- Directed by: Andrew Moniz Rock Baijnauth
- Production companies: Palmira PDC, Telestro, Filmic Entertainment
- Distributed by: HBO Documentary Films (US)
- Release date: May 1, 2011 (Hot Docs International);
- Running time: 72 minutes
- Countries: Canada Somalia
- Language: English

= The Pirate Tapes =

The Pirate Tapes is a documentary filmed by Somali-Canadian Mohamed Ashareh in Somalia and edited and produced by Palmira PDC in Canada. The film follows Ashareh, as he infiltrates a Somali pirate operation, giving a first person view of how they recruit and organize. The documentary premiered at the Hot Docs Canadian International Documentary Festival in 2011. It was picked up for distribution by HBO Documentary Films.

== The Plot ==
Ashareh lives undercover with pirates in Somalia for months during 2009, filming their activities with a small camera hanging around his neck. Some of the filming was done by a second cameraman.
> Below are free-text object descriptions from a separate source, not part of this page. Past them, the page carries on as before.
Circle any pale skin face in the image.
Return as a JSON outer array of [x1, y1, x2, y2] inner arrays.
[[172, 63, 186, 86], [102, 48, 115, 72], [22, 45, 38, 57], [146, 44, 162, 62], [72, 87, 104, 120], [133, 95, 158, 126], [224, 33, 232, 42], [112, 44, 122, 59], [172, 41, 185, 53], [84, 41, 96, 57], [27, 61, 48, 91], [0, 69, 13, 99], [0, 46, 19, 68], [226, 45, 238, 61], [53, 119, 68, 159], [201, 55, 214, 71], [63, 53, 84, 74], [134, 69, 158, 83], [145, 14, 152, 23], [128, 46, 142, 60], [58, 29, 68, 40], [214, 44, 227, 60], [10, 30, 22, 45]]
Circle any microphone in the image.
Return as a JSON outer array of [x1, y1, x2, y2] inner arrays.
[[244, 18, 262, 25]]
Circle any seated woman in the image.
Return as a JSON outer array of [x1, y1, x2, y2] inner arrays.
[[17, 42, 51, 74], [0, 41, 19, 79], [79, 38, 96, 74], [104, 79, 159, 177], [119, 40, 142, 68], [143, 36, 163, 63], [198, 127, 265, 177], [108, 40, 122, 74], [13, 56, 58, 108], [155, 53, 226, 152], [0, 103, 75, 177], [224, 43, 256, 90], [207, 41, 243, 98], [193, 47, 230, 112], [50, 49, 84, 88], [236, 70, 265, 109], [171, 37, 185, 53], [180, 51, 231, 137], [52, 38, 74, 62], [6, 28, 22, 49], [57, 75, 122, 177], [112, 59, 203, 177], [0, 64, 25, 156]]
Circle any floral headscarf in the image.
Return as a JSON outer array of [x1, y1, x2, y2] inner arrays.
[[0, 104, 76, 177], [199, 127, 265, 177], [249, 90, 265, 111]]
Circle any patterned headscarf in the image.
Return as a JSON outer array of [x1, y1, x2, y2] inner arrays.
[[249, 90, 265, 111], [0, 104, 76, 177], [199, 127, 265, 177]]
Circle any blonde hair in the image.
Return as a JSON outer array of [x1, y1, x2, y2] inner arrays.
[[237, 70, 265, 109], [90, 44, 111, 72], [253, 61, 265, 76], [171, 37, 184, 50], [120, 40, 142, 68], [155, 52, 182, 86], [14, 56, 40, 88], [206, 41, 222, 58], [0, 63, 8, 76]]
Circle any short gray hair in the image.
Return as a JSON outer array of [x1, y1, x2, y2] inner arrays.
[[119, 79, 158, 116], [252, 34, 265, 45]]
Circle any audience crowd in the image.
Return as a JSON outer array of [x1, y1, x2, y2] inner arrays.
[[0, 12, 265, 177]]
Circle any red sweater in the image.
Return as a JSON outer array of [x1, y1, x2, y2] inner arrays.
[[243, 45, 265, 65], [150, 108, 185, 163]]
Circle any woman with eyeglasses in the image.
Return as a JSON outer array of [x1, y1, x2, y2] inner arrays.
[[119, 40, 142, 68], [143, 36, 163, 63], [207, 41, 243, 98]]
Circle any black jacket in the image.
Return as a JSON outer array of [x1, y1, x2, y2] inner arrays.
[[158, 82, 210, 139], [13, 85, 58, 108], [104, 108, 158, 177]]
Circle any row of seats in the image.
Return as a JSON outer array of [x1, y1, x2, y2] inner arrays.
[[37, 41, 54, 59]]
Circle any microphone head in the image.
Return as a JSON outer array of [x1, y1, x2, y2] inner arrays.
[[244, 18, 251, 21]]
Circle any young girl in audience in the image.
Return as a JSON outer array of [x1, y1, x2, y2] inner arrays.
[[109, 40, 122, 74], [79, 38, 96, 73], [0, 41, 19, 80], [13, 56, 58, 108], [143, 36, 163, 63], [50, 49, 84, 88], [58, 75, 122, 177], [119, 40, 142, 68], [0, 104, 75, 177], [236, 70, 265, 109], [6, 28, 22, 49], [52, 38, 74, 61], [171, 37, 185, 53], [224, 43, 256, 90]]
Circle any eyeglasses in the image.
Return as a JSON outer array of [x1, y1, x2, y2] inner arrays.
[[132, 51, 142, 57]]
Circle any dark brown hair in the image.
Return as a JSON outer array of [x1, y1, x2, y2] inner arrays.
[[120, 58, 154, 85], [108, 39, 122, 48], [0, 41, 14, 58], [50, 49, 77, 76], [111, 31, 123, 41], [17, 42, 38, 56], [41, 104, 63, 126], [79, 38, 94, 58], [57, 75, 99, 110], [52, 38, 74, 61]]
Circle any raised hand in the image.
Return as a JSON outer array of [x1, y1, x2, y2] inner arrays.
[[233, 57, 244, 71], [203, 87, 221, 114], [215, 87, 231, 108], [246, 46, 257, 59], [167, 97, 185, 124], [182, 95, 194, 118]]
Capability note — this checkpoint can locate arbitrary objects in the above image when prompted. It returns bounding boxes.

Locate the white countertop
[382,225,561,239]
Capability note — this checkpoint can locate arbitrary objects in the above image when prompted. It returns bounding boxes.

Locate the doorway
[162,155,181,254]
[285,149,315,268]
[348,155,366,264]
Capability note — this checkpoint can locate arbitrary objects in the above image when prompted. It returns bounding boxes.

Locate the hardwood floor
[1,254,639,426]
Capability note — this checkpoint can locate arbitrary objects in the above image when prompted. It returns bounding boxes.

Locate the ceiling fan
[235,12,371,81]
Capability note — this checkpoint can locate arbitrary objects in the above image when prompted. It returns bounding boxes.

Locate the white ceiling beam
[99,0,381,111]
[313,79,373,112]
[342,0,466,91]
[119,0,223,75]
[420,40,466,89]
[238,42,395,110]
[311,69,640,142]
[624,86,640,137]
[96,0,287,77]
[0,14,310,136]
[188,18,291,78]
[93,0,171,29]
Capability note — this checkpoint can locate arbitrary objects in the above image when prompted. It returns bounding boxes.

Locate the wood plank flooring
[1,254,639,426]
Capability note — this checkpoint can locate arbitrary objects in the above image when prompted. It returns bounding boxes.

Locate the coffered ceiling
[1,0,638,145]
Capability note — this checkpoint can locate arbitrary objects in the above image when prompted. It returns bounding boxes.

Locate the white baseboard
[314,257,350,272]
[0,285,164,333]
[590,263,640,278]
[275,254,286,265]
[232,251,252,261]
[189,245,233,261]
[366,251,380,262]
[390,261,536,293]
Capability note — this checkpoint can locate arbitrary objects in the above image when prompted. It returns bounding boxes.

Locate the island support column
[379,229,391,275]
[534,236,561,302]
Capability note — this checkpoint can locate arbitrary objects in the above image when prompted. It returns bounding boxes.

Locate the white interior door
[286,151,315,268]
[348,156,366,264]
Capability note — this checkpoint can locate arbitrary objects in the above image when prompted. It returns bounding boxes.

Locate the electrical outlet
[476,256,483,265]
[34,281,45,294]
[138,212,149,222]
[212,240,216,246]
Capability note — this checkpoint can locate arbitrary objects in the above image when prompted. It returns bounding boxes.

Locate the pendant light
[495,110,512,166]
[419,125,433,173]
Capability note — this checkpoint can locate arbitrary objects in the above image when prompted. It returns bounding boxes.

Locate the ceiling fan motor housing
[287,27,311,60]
Ashareh was frequently in danger, and at one point they were both arrested and spent time in a Somali jail.

== Reception ==
The film has been heavily criticized for shortcomings attributed to Ashereh's lack of journalistic and filming experience. There has also been a dispute between Ashareh and Palmira PDC over the rights to the footage filmed by Ashereh. Andrew Moniz of Palmira PDC maintains the contracts "clearly" state Palmira would own the footage.